Its corporeal and metaphysical impulses are confidently declared, but Gillespie and Kostanski have mostly vague notions of what to do within their pastiche framework. There's a glaring obviousness to the character relationships, so it becomes clear immediately which details we need to keep an eye on, and how they need to pay off. Our protagonist is the young deputy, Daniel (Aaron Poole), who brings a mysteriously injured young man to the hospital. The nurse attending the patient is none other than Daniel's estranged wife, Allison (Kathleen Munroe). The reason for their estrangement (their daughter's death) immediately becomes the topic of conversation. Which is convenient for Dr. Powell (Kenneth Walsh), who gets to reveal that he, too, lost a daughter once upon a time. Meanwhile in the waiting room there is a pregnant young woman. If you think you see the mechanical gears of a screenplay turning before your eyes, you are correct. Horror is so often the most abstract genre - the most impervious to logical reasoning - that it's kind of a waste of time (and purpose) to try and tie every theme and plot point together, screenplay handbook-style, the way The Void's script does. That's just one way (among many) the film never reaches that surreal subconscious level it's reaching for.
That so many filmmakers today still take cues from the horror of three or so decades ago is a testament to the impression those images - both the highbrow and the low - can make on people. There are plenty of nice movies from the same era that never inspired a single human being to want to make movies for a living. I am curious, though, as the video-store generations age up and out, where the concentrated sources of inspiration for future filmmakers are, or will be. Streaming services ostensibly replaced video stores and, in theory, have much greater capability to introduce films to new audiences than any Blockbuster ever did. The ironic caveat is that, as the entire library of still-existing movies has become theoretically accessible, attentions have been directed elsewhere. There's more of a focus than ever on recent cinema; Netflix's streaming catalog offers very little from prior to the 1990s. (This is a separate and larger issue, but based on data from sites that track these things, Netflix currently has four (4) movies from the 1920s, one (1) from the 1930s, and a grand total of 140 pre-1990 titles.) Will the aesthetics of prestige TV take the place of the kinds of genre films (not to mention international auteurs and the standardized American canon) that have shaped so many late 20th/early 21st Century directors? (Or, will would-be filmmakers 20 years from now gravitate more toward television than film?)

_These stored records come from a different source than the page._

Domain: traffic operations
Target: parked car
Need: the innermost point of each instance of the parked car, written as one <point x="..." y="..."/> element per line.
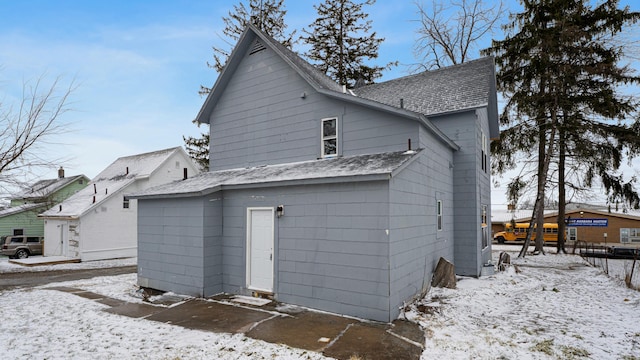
<point x="21" y="246"/>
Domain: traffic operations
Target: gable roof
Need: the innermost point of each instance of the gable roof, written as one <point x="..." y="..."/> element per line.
<point x="20" y="208"/>
<point x="44" y="188"/>
<point x="454" y="88"/>
<point x="312" y="75"/>
<point x="341" y="169"/>
<point x="114" y="178"/>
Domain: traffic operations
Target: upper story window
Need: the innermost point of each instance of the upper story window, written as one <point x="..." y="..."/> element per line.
<point x="485" y="152"/>
<point x="329" y="137"/>
<point x="439" y="214"/>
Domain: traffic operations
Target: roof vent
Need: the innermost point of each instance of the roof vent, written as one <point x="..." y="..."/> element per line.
<point x="257" y="47"/>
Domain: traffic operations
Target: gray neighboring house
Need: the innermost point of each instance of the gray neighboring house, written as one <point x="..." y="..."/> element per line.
<point x="334" y="199"/>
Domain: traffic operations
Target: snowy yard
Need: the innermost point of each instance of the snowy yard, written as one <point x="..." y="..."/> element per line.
<point x="553" y="307"/>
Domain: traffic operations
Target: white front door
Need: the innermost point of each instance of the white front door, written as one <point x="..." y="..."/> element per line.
<point x="260" y="224"/>
<point x="64" y="241"/>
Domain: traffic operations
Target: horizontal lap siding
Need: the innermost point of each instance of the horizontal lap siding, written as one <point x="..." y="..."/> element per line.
<point x="470" y="184"/>
<point x="170" y="245"/>
<point x="331" y="245"/>
<point x="261" y="117"/>
<point x="415" y="243"/>
<point x="366" y="131"/>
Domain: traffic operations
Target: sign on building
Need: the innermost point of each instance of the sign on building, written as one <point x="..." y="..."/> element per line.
<point x="587" y="222"/>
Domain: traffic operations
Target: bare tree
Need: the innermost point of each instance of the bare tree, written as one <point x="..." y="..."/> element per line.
<point x="448" y="33"/>
<point x="26" y="126"/>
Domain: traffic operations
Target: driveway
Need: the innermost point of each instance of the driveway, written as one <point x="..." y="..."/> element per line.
<point x="36" y="278"/>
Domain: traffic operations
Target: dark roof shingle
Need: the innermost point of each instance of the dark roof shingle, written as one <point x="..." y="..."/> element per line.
<point x="454" y="88"/>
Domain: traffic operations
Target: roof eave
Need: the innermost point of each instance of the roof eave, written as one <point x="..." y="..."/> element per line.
<point x="396" y="111"/>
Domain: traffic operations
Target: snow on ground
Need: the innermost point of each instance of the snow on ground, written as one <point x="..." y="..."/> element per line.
<point x="7" y="267"/>
<point x="544" y="307"/>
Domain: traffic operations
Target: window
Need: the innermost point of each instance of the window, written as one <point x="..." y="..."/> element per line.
<point x="329" y="137"/>
<point x="483" y="226"/>
<point x="484" y="157"/>
<point x="439" y="214"/>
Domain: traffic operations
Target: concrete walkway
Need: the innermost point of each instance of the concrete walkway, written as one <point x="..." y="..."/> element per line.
<point x="334" y="336"/>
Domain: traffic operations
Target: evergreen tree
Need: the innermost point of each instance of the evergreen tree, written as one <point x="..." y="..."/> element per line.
<point x="560" y="73"/>
<point x="268" y="16"/>
<point x="198" y="150"/>
<point x="340" y="42"/>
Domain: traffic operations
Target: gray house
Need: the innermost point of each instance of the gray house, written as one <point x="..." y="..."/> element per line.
<point x="334" y="199"/>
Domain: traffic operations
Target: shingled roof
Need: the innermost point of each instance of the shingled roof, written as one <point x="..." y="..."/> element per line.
<point x="455" y="88"/>
<point x="117" y="176"/>
<point x="341" y="169"/>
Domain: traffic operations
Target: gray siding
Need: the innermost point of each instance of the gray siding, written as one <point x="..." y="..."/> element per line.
<point x="332" y="246"/>
<point x="415" y="243"/>
<point x="170" y="245"/>
<point x="471" y="187"/>
<point x="484" y="183"/>
<point x="261" y="118"/>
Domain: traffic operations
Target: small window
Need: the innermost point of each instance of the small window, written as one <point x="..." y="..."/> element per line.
<point x="329" y="137"/>
<point x="483" y="226"/>
<point x="485" y="152"/>
<point x="439" y="213"/>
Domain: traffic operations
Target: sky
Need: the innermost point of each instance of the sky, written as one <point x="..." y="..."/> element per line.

Where am I going with this.
Oh yeah. The Void. And where it came from. Ultimately, I'm glad that filmmakers like Gillespie and Kostanski exist; I just wish they'd do a better job finding their own voice. Seems like every day I'm seeing a new horror movie riffing on Carpenter. Their inspirations being as obvious as they are, it simply got me wondering what budding cinephiles are discovering - and where - that will shape them later on. Personally I'm anxious to find out the answer, because low-budget horror desperately needs an injection of new blood, and new influences.